Microsoft showed off a new system called Brainwave, is an FPGA (Field Programmable Gate Array)based system for ultra-low latency deep learning in the cloud. The new system allows developers to deploy machine learning models onto programmable silicon and achieve high performance.
Researchers explains a Gated Recurrent Unit model running on Intel’s new Stratix 10 FPGA chip at a speed of 39.5 teraflops, without arranging operations at all. The model that Microsoft chose is larger than convolutional neural networks like Alexnet and Resnet-50.
However, low-latency is important for deploying machine learning systems at scale. “We call it real-time AI because the idea here is that you send in a request, you want the answer back,” said, Doug Burger, a famous engineer with Microsoft Research.
However, previous results on hardware-accelerated machine learning focused on results that optimize for throughput at the cost of the quality. In Burger’s view, how a machine learning accelerator performs without bundling requests into a batch and processing them all at once.
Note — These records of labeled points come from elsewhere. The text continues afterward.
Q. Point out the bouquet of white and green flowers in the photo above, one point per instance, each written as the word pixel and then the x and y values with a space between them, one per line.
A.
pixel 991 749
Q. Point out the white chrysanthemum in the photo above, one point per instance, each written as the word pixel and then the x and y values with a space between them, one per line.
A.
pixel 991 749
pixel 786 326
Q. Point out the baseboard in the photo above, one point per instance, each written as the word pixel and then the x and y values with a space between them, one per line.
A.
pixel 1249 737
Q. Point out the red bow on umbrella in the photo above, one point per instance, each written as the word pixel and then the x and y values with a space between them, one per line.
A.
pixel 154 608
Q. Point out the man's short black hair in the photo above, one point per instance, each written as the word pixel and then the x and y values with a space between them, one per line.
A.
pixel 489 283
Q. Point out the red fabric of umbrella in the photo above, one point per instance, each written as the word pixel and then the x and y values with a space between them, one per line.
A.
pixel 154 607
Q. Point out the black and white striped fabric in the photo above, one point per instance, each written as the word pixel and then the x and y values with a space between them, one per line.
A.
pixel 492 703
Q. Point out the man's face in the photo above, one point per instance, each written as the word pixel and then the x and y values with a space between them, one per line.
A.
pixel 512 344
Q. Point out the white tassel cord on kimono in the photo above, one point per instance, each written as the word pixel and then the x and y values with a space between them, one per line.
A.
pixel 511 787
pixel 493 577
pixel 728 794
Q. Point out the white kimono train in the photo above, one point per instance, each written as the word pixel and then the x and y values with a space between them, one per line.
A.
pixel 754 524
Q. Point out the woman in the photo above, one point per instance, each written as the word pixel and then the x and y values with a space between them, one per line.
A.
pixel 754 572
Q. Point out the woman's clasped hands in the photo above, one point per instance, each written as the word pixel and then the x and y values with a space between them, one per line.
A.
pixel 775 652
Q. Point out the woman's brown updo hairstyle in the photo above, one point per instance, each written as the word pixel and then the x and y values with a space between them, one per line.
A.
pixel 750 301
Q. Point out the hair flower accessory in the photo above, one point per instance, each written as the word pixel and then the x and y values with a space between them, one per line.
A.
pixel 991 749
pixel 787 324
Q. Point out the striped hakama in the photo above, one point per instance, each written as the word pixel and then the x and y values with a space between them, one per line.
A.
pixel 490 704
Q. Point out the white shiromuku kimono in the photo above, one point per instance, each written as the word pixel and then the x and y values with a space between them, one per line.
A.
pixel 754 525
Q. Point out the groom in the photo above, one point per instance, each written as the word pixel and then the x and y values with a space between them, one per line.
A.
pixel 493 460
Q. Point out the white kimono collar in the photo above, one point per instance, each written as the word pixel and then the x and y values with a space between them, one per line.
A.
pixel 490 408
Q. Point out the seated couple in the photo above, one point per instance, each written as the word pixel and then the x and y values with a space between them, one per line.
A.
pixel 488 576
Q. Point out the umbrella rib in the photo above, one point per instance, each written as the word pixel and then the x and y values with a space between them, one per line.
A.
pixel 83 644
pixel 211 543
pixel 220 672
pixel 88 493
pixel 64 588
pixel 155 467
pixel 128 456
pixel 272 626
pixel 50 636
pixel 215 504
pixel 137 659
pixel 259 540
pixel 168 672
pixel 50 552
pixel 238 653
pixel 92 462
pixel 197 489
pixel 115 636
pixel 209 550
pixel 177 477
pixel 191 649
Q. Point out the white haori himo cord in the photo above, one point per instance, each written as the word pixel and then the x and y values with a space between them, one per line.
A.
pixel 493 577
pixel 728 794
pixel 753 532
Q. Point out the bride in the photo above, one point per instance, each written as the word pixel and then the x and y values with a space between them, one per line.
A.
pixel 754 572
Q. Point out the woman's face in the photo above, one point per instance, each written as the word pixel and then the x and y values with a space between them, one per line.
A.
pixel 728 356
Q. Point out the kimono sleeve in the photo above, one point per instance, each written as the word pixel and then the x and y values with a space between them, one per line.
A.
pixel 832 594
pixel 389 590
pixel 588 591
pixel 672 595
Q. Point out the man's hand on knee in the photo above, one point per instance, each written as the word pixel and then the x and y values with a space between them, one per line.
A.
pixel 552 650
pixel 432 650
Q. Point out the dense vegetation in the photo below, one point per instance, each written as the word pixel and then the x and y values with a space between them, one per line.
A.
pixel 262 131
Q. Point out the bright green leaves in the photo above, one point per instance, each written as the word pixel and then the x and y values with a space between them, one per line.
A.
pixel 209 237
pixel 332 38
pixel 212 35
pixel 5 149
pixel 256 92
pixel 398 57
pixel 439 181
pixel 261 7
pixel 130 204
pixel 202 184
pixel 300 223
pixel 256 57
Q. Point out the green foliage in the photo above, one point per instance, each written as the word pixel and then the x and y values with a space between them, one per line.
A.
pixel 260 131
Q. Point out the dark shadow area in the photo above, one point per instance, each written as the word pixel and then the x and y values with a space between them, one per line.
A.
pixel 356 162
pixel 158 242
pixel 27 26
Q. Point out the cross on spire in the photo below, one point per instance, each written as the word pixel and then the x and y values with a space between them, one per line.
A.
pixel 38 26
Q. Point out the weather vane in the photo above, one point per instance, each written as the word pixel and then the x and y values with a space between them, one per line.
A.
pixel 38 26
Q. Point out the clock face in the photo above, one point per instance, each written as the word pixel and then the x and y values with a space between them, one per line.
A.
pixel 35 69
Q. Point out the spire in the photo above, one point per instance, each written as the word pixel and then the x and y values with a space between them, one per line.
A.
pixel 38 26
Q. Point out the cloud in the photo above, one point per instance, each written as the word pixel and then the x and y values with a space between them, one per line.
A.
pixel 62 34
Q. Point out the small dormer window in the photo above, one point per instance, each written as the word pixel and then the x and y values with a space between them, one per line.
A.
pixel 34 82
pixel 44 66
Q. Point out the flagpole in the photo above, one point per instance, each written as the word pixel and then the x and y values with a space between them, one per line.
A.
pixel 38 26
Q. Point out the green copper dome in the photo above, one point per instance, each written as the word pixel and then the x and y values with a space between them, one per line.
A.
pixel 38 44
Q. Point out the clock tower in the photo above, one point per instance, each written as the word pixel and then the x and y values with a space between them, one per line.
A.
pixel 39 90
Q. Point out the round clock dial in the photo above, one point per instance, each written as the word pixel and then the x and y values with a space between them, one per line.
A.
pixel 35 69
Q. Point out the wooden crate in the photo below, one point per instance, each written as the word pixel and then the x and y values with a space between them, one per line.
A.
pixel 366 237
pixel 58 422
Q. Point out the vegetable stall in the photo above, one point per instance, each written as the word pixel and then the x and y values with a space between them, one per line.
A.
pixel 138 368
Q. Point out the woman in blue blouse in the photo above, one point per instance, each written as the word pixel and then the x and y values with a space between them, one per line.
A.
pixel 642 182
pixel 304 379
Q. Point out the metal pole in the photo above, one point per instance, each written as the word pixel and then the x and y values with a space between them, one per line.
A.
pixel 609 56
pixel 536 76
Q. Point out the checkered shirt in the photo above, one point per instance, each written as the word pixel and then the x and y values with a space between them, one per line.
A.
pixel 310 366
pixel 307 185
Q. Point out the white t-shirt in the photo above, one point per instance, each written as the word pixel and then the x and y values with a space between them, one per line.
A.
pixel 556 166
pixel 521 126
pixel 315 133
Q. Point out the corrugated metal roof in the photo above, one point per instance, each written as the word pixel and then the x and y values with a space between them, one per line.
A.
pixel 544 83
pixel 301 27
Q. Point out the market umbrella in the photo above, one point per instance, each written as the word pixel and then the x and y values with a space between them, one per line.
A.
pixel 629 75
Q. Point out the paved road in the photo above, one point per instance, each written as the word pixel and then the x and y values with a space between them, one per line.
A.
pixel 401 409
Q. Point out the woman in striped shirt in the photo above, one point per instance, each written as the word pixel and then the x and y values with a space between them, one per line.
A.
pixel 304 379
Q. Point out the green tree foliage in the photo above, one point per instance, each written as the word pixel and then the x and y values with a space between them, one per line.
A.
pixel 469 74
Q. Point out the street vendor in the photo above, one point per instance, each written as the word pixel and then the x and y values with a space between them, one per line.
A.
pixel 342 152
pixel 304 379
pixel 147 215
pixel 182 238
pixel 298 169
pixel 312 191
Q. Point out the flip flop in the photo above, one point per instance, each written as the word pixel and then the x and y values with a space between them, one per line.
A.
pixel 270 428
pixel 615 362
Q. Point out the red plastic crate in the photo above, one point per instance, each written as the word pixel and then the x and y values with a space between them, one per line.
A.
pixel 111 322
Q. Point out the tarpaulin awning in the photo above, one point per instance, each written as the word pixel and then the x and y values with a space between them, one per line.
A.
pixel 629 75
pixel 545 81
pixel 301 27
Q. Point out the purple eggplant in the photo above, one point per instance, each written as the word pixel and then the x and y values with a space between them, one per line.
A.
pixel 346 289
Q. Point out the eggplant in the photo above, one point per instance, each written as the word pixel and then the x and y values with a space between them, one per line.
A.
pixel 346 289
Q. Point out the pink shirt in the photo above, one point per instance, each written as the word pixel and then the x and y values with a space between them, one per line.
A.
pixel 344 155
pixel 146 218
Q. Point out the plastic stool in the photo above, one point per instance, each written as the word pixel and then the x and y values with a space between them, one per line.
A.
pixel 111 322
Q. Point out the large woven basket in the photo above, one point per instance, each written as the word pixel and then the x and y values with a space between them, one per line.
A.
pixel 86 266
Microsoft uses Brainwave system across FPGAs. Burger said, Brainwave allows Microsoft services to more rapidly support AI features. Additionally, Microsoft working to make Brainwave available to third-party customers through its Azure cloud platform.
FPGAs programmers configure hardware optimized to execute functions prior to runtime. Microsoft deployed thousands of FPGAs in its data centers on boards, slotted into servers and connected to the network.
FPGA hardware’s memory
Brainwave loads a trained machine learning model into FPGA hardware’s memory that stays there throughout the lifetime of a machine learning service. That hardware used to compute whatever insights the model designed to generate. If a model too big to run on a single FPGA, software deploys and executes across multiple hardware boards.
FPGAs are less fast and less efficient than chips made specifically to execute machine learning operations. Burger said that this performance milestone should show that the programmable hardware can deliver high performance as well. With further improvements, Microsoft to hit 90 teraflops with the Intel Stratix 10.
Currently, Brainwave supports training models using Microsoft’s CNTK framework and Google’s TensorFlow framework.
Microsoft isn’t the only company investing in hardware that’s supposed to accelerate machine learning. Google announced the second revision of its Tensor Processing Unit earlier this year.
Microsoft hasn’t revealed Brainwave available to its customers, but is working towards a future when third parties would be able to bring any trained model and run it on Brainwave.